^ ^ ^

CS111 Lecture 10:
File System Performance

UCLA Spring 2014
Professor Paul Eggert
May 5, 2014

Scribed by Andrew Wong & Eddie Yan

I. Deadlock

a. Wait-For Graph Solution

b. Lock Ordering Solution

II. Quasi-Deadlock

a. Priority Inversion

b. Receive Livelock

III. Aside: Hardware Lock Elision

IV. Aside: Event-Driven Programming

V. File Systems

a. Performance Ideas

b. Performance Metrics

c. Example Device

Deadlock

While the general idea of deadlock has already been established (i.e. a state in a program at which nothing can happen), a more formalized list of conditions required for deadlock is as follows:

1. Circular waiting: If one process is waiting for a second process that is waiting for the first process, the result will be a circular wait loop in which no process can move forward.

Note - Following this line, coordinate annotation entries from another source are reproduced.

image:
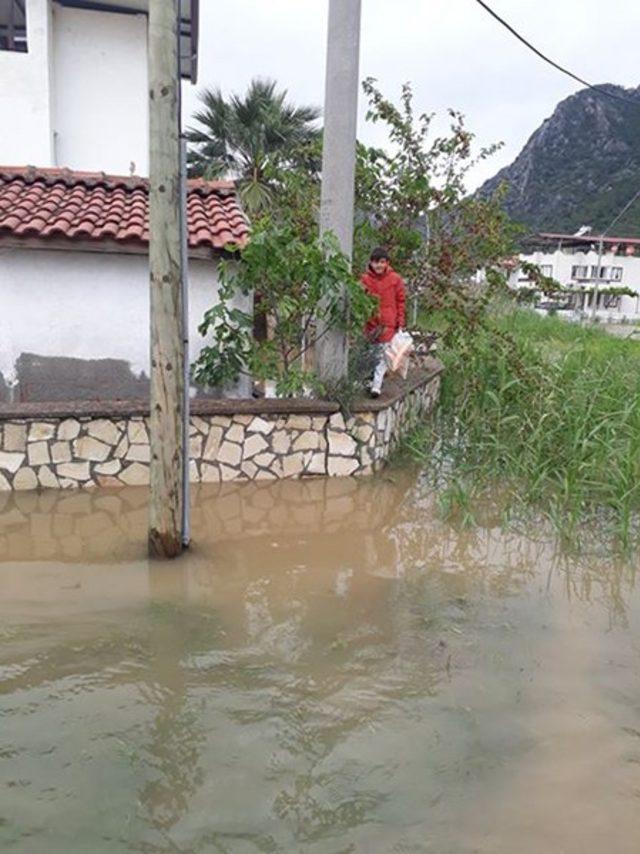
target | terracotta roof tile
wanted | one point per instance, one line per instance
(53, 203)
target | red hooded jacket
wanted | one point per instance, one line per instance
(389, 289)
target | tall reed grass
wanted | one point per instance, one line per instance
(555, 430)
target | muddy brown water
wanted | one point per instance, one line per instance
(330, 669)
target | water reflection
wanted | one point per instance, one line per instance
(331, 668)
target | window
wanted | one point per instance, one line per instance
(13, 25)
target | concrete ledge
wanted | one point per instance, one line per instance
(394, 390)
(88, 445)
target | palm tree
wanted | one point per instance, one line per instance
(246, 137)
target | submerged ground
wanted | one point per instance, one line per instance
(332, 668)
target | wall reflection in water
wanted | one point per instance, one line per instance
(330, 667)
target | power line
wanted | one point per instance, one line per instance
(551, 62)
(621, 214)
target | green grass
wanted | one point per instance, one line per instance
(559, 436)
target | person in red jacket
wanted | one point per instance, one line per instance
(381, 281)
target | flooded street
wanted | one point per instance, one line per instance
(330, 669)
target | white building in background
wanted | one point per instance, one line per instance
(74, 305)
(572, 260)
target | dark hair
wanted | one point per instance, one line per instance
(379, 254)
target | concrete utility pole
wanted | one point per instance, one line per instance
(339, 158)
(165, 273)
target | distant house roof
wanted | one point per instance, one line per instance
(587, 238)
(101, 212)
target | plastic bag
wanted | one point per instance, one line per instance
(397, 353)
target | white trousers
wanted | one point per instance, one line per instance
(380, 369)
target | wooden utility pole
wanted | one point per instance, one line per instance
(339, 158)
(166, 306)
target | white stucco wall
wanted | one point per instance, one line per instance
(87, 305)
(100, 113)
(25, 94)
(562, 262)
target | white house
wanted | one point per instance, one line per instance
(74, 312)
(572, 260)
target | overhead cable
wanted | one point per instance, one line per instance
(551, 62)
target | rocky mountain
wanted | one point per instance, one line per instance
(580, 167)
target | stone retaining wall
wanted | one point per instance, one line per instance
(89, 450)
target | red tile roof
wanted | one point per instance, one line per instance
(92, 206)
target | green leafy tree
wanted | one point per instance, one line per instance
(299, 281)
(247, 137)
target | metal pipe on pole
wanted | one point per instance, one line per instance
(339, 159)
(596, 291)
(167, 439)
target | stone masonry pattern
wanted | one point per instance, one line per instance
(83, 452)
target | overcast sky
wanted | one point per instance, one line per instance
(451, 50)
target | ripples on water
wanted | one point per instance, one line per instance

2. Mutual exclusion: While one process is running with its resource, another process cannot be running with that same resource. Without mutual exclusion, there would be no deadlocks.

3. No preemption of locks: If a process has a lock, it cannot be forcibly revoked from the process, otherwise a deadlock would be easily avoided just by revoking the lock held by the problematic process.

4. Hold and wait: A process must be able to hold a lock and be in a waiting state for deadlock to occur. Deadlock will occur if a process is locking some resource while waiting for another condition that will never come true.

Every one of these conditions must be true for deadlock to occur. Thus, to avoid deadlock, just one of these conditions needs to be guaranteed false. Attacking the first condition, circular waiting, is a popular choice.

Wait-For Graph Solution

A method of avoiding circular waits involves maintaining a "Wait-For-Graph."

Process Resource Diagram If a cycle were to appear in the graph, it would be possible for deadlock to occur. If, however, we check for loops in our graph before trying to acquire a resource, as shown below, there would be no way for a circular wait to happen.

Process Resource Wait Loop This is a valid solution, and it will work, but what is its runtime? Every time we want to acquire something, we would have to check through the entire graph to see if the request would add a cycle, and with a large number of process and resources, this could be costly, depending on the size of the graph, perhaps reaching O(P * R). If possible, we would want something to run much faster, O(1) if possible, especially if we're doing something as trivial as adding one to a bank account (See Lecture 8).

Lock Ordering Solution

Another possible solution will grant us this desired speed: lock ordering. The idea is to impose an order of locking (e.g. ordered based on machine address of locked resource). A process that locks more than one resource must lock the resources in a fixed order. The process will keep locking the resources until one of them is busy, at which point, it will give up all of the locks and start over. The benefit to this is that it eliminates the possibility of the "hold and wait" condition necessary for deadlock to occur, in O(1) time, just by checking if the resource was available or not.

But this runtime comes at a price. This method depends on all of the processes behaving properly e.g. only obtaining locks in the specified order. Thus, this approach is much less convenient than our original, slower, Wait-For Graph method, for developers who might want to use the resources.

Quasi-Deadlock

Quasi-deadlock is like deadlock, but instead of hanging and doing nothing, the CPU is doing nothing useful, or not performing the intended task.

Priority Inversion

One type of quasi-deadlock is priority inversion, which killed off the Mars Pathfinder in 1997. Fundamentally, priority inversion is problematic because it prevents critical processes i.e. those with high priority from acquiring the CPU. It is tricky to debug because the parts, when examined individually, are fine, but once they are put together, there is a small chance for failure.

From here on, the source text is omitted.